Jacobson agreed that prices for direct-acting antivirals should fall over time. "There is certainly a commitment, as I perceive it, amongst pharmaceutical companies that are involved in this field to ultimately ensure the global availability of these drugs," he said.

Renewed Emphasis on Screening
However, all of the experts agree that one more piece of the puzzle needs to be in place if we hope to eradicate hepatitis C infection and its related cancers — improved screening.

Picture of a person getting a tattoo

There's been movement on that front, too. In 2012, the U.S. Centers for Disease Control and Prevention issued new guidelines that support the screening of all "Baby Boomers" — people born between 1945 and 1965. This was done based on "the recognition that over two-thirds of people with hepatitis C in the United States were born within those years," Jacobson said.

This generation is at higher risk because they may have received a tainted blood transfusion before 1992, when better blood screening practices came into place. The guideline does "leave some people out, but it captures in one fell swoop an enormous population of hitherto unidentified people," Jacobson said.

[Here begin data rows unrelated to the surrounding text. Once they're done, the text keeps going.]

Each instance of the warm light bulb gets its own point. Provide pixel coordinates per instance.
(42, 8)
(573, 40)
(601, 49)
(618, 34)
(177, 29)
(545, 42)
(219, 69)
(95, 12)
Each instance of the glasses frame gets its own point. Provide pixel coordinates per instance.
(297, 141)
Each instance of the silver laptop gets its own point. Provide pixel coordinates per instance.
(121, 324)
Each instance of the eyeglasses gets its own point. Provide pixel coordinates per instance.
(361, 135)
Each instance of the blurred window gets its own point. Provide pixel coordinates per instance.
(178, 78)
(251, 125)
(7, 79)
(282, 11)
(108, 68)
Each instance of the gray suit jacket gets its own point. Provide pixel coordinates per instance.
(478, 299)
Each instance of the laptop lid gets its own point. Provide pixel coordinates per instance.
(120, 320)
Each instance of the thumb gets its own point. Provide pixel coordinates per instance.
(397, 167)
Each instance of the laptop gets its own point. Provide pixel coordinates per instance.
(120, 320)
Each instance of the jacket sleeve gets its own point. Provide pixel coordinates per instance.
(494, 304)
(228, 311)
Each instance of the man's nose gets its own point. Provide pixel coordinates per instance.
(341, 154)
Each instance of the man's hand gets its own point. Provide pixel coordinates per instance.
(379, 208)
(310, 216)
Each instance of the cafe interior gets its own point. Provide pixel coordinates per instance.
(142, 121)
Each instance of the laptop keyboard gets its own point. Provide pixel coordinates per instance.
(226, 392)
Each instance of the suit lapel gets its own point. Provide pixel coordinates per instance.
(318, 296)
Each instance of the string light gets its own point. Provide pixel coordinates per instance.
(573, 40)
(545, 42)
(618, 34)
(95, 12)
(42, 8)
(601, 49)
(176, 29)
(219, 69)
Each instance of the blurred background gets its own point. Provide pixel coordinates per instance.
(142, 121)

The cost, ease of use, and effectiveness of hepatitis C blood tests has also greatly improved in recent years, meaning that millions of people in resource-poor countries could be candidates for screening, Jayasekera said.

In an article he helped co-author, published recently in the Annals of Internal Medicine, Chhatwal predicted that if widespread screening and better treatment come together, hepatitis C infection could become a "rare disease" — in the United States at least — in the not too distant future.

Jacobson said he is also "optimistic that that will happen eventually," although more must be done before we can rid the world of hepatitis C and related liver cancers.

"We still have millions of people in whom the infection needs to be eradicated, and we have to do everything we can to ensure that new infections stop occurring," he said. "But I do foresee this as a rare disease, perhaps 20 or 30 years from now."